Germany's defense minister has said German soldiers stationed in Mali play a vital role tackling the problems forcing people to flee their homes. Von der Leyen visited troops during a trip to the West African country.

Image: Reuters/M.Kappeler

Defense Minister Ursula von der Leyen on Monday praised German soldiers in Mali, saying their mission was "very important for Europe."

"The more stable this part of West Africa is, the better we'll be able to succeed together in eliminating the causes of illegal migration," she said, after arriving in the capital Bamako.
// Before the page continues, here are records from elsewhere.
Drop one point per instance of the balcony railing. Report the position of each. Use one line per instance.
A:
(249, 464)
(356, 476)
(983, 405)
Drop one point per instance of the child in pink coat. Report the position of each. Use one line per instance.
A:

Mali is one of the poorest countries in the world. The country's north has been riddled with conflict ever since an Islamist rebel group briefly seized control of the region in 2012. Meanwhile, the capital Bamako has become a hub for migrants from Western Africa hoping to get to Libya before crossing the Mediterranean to Europe. More than a million migrants reached Europe in 2015, creating a crisis that leaders are still struggling to address.

Need for reform

More than 400 soldiers from the Bundeswehr - Germany's armed forces - are stationed in Mali, considered the most dangerous of their deployments in Africa. Von der Leyen also used her visit to urge the Malian government to implement reforms, including steps to involve regional groups in decision-making and get rebels to lay down their arms.

"It's in our interest for Mali to remain stable, and for the peace process to succeed," von der Leyen said.

"The time that Mali has been given by the presence of the international community, including our own troops, means that as far as policy is concerned, they must actually implement and set in motion the promised and necessary reforms."

Around 230 German soldiers are currently stationed with a UN peacekeeping mission (Minusma) in the north of the country, while 200 soldiers have been deployed to the south as part of an EU mission to train Malian troops.